Car elle meurt à 28 ans d’une chute de cheval, une insouciance qu’elle ne soigne pas comme il le faudrait et elle meurt d’un caillot au cerveau.
On a déjà peine à suivre sa jeune et brève vie, ses expatriations, ses tournées tant elle a rempli sa vie d’une importante galerie de prestations et d’engagements. Tout ce qu’elle touche brille aussitôt, c’est elle qui veille à résoudre ses problèmes quotidiens sans jamais perdre son objectif qui est de jouer les plus grands rôles de l’opéra.
Elle les tiendra, tous les rôles tragiques, au prix d’un travail inlassable, exigeant, inflexible, s’astreignant à exercer sa voix pendant des heures chaque jour.
Sa voix, elle l’élèvera jusqu’à cette tessiture ultime où l’artiste peut dire qu’il atteint l’apogée de son art, elle, la soprano colorature. C’est un type vocal dont la puissance permet d’atteindre les aigus, de tenir des vocalises et de faire vibrer des trilles. Cette tessiture est remarquable dans les rôles romantiques, ce qui fait dire à sa sœur Pauline Viardot : « Elle savait pleurer en chantant. »
Maria acceptera les rôles les plus difficiles, elle est Desdémone dans Otello de Rossini, elle est Rosine dans le barbier de Séville de Rossini. Elle tient un rôle dans le Roméo et Juliette de Zingarelli. Elle joue dans Norma de Bellini, dans Sémiramis de Rossini, elle joue dans les œuvres de Mercadante, dans le Don Giovanni de Mozart et les autres que les théâtres lui proposent et qu’elle ne refuse pas, travaillant chaque jour à échauffer sa voix sans relâche.
Maria Garcia
C’est une artiste lyrique française. Elle est née en mars 1808 à Paris et décédée à Manchester en septembre 1836. C’est la fille du ténor Manuel Garcia et de la chanteuse soprano Joaquina Sitchez, tous deux d’origine espagnole.

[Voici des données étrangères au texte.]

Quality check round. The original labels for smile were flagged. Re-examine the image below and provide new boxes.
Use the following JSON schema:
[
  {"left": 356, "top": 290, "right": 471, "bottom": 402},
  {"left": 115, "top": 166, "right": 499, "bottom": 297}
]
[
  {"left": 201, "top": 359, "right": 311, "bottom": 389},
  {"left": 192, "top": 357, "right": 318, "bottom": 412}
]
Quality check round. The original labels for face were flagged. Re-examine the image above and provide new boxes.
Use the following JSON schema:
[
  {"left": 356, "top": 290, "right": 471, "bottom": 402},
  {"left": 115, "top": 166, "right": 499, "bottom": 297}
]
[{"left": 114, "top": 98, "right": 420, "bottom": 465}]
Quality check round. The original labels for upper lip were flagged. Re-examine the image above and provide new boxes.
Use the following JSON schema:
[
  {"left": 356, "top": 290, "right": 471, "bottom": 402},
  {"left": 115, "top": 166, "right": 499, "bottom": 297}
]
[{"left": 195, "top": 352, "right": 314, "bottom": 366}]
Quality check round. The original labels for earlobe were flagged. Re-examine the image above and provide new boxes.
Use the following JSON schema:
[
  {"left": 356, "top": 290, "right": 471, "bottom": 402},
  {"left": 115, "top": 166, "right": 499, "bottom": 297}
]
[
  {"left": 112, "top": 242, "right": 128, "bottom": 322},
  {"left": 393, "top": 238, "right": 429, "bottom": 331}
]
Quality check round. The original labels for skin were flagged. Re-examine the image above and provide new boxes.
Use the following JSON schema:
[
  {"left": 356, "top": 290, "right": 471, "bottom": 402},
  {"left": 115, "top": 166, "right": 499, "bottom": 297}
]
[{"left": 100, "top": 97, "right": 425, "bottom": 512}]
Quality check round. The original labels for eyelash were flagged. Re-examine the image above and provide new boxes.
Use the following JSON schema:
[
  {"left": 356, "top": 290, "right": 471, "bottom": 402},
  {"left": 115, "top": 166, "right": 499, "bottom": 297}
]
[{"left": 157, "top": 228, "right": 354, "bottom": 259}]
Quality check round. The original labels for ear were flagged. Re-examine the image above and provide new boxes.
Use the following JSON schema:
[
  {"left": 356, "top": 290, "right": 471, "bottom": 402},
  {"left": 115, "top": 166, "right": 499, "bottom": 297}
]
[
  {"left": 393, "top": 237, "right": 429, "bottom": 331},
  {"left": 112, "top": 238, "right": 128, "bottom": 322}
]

Ses parents se déplacent beaucoup en raison de leurs contrats et sont souvent ballotés dans les remous de la vie politique d’alors. Leurs enfants reçoivent une éducation musicale très élaborée et Maria et son frère, tous deux férus de musique sont soumis aux desiderata de leur père qui impose un régime particulier pour qu’ils puissent s’acquérir une belle voix. En 1816, Manuel Garcia ouvre une école de chant et exhorte Maria à mener une vie spartiate. Maria en souffrira d’autant qu’elle a un caractère porté à la rébellion. Cependant cette formation apportera ses fruits. La voix de Maria se façonne, un timbre se distingue, une voix se révèle.
En 1825, elle a 17 ans, on lui confie un rôle dans le Roméo et Juliette de Zingarelli puis elle joue Desdémone, son plus grand rôle dans l’opéra Otello de Gioachino Rossini.

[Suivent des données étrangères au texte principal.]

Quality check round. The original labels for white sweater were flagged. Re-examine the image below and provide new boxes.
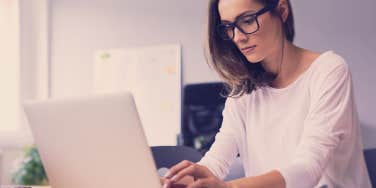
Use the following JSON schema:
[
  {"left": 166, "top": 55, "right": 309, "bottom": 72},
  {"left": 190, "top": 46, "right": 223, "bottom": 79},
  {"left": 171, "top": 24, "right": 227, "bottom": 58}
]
[{"left": 199, "top": 51, "right": 371, "bottom": 188}]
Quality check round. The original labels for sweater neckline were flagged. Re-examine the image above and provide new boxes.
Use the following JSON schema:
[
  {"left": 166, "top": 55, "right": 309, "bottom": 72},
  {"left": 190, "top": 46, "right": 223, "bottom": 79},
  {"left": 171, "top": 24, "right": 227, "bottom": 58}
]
[{"left": 265, "top": 50, "right": 333, "bottom": 92}]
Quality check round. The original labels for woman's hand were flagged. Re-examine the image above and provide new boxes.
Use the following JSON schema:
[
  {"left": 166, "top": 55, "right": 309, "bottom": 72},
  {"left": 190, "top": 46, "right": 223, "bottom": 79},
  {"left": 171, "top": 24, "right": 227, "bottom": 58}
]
[{"left": 163, "top": 161, "right": 230, "bottom": 188}]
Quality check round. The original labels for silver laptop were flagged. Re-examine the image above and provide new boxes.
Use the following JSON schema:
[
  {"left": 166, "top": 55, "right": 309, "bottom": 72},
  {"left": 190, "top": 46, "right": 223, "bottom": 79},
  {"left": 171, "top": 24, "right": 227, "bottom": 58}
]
[{"left": 24, "top": 93, "right": 162, "bottom": 188}]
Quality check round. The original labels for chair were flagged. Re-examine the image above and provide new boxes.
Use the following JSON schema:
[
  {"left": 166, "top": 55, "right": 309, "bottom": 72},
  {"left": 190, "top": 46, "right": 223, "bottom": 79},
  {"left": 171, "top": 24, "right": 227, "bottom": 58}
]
[
  {"left": 151, "top": 146, "right": 202, "bottom": 169},
  {"left": 179, "top": 82, "right": 226, "bottom": 154},
  {"left": 364, "top": 149, "right": 376, "bottom": 187}
]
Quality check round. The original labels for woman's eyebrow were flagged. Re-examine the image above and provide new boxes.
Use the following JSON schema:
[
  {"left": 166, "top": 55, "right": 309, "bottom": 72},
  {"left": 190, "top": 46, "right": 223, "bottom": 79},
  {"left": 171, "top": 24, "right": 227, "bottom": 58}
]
[{"left": 221, "top": 9, "right": 257, "bottom": 23}]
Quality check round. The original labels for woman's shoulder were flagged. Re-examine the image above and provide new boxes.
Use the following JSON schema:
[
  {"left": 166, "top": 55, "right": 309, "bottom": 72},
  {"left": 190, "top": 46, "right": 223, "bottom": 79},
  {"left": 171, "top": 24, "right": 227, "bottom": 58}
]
[{"left": 311, "top": 50, "right": 348, "bottom": 77}]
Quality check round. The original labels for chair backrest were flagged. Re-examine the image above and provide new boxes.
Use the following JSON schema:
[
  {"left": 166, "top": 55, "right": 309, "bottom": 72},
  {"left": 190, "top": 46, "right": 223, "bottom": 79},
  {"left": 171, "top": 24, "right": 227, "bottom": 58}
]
[
  {"left": 181, "top": 82, "right": 226, "bottom": 154},
  {"left": 364, "top": 149, "right": 376, "bottom": 187},
  {"left": 151, "top": 146, "right": 202, "bottom": 169}
]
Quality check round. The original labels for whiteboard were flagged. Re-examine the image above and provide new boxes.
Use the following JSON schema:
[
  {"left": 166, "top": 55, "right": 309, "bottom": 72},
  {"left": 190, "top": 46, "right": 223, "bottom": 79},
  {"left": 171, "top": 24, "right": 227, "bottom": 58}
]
[{"left": 93, "top": 45, "right": 181, "bottom": 146}]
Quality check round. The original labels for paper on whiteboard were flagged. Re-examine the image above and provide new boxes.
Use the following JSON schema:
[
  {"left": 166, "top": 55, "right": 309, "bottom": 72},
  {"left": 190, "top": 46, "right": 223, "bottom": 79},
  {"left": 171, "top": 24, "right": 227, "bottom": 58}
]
[{"left": 93, "top": 45, "right": 181, "bottom": 145}]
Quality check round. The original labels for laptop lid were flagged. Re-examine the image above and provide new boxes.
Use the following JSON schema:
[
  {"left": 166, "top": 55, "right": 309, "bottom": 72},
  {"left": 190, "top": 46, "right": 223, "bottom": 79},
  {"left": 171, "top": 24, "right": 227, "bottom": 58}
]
[{"left": 24, "top": 93, "right": 161, "bottom": 188}]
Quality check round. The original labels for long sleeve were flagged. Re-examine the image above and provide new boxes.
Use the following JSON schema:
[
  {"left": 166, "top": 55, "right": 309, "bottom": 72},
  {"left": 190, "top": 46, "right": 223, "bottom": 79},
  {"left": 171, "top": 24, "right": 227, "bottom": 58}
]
[
  {"left": 198, "top": 98, "right": 245, "bottom": 179},
  {"left": 278, "top": 62, "right": 357, "bottom": 188}
]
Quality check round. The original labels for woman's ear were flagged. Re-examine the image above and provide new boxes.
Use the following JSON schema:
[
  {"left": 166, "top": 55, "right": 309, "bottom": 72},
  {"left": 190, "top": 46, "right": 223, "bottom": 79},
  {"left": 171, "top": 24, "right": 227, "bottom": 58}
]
[{"left": 278, "top": 0, "right": 290, "bottom": 22}]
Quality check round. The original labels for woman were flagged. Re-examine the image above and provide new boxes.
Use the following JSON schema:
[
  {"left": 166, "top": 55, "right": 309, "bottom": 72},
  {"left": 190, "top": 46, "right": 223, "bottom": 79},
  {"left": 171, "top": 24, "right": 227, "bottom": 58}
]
[{"left": 164, "top": 0, "right": 371, "bottom": 188}]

© Maria dans le rôle de Desdémone
Elle chante Rosine du Barbier de Séville de Rossini et la somnambule de Bellini. Ce sont ses premiers essais sur scène et le public s’émerveille. Une chanteuse est née.
Encouragée par l’accueil enthousiaste du public, la troupe décide de jouer à New York et la famille s’expatrie. Maria aime se retrouver en scène et se sentant appréciée, elle rejoue son rôle de Rosine dans le barbier de Séville.
Elle a de nombreux admirateurs, elle est courtisée mais son père veille à ce qu’une affaire sentimentale ne vienne pas distraire Maria de ses objectifs premiers.
C’était sans compter sur l’impétuosité de Maria qui, toujours très remontée contre son père, cherche à s’en libérer par les liens du mariage et quand Eugène Malibran la demande en mariage, elle accepte. Il a 50 ans, elle en a 18 et les parents se résignent.
Maria Malibran
Le couple s’installe à New York. Maria s’occupe de créer une troupe et de se produire pour renflouer les finances du ménage. La vie domestique devient intenable, Eugène fait faillite et Maria souhaite travailler. Le chant, la scène lui manquent. Elle quitte Malibran et rentre en France.
C’est le retour à Paris en 1828.
Elle donne des concerts, le public reconnaît son talent. Elle fréquente le salon de son amie et croise les gens de lettres de l’époque : George Sand, Balzac, Rossini, Mérimée …
Elle interprète les grands rôles de l’opéra romantique. Son succès est si grand à l’opéra de Paris qu’on lui fait un pont d’or mais elle refuse et préfère jouer au théâtre italien.
Elle chante dans Sémiramis, Otello, Roméo et Juliette…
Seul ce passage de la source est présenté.